Cole denied the motion for a mistrial, but cautioned Geetersloh to limit her answers and prohibited prosecutors from referring to that specific testimony during its closing arguments.

Donald Macomber, who handles appeals for the Attorney General’s Office, dismissed Cookson’s chances of winning the appeal. “We’re confident that we will prevail before the Maine supreme court,” he said Monday.

Other appeals the court was scheduled to hear included:

. Kevin Braley, 44, of Hiram, who contended that Maine Superior Court Justice Ellen Gorman should not have admitted evidence of his prior burglary convictions and should have declared a mistrial when the jury heard Braley was on probation when he was arrested. Braley’s attorney, Sophie Spurr of Blue Hill, also is expected to argue that the judge did not adequately instruct the jury on accomplice liability.
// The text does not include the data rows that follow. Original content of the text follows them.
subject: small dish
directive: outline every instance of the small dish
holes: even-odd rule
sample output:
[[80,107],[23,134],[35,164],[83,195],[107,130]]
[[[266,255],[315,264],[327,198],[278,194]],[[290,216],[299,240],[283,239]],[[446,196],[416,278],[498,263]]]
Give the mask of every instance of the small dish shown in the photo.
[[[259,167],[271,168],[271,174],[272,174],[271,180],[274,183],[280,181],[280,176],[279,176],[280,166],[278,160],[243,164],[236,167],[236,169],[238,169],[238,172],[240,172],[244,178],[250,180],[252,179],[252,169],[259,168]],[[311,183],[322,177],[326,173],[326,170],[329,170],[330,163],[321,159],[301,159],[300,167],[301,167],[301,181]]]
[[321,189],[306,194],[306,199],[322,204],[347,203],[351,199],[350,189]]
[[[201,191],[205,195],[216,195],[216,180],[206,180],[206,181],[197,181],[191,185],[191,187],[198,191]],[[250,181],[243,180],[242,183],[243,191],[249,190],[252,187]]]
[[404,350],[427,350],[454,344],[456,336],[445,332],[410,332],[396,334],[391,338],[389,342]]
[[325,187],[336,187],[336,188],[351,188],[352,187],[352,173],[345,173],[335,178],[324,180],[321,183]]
Braley was sentenced to 13 years in prison with all but eight suspended in January 2002 for his part in a series of Hancock County burglaries during 1999. He and James Grindel, 37, of Hancock were convicted of stealing thousands of dollars’ worth of antiques.

. Hancock County District Attorney Michael Povich’s appeal from an order that denied his request for the forfeiture of 88 firearms by Jamie Pouliot. His father, Roland G. Pouliot, 62, of Machias, last year lost an appeal to the state’s high court of his conviction for possession of firearms by a felon.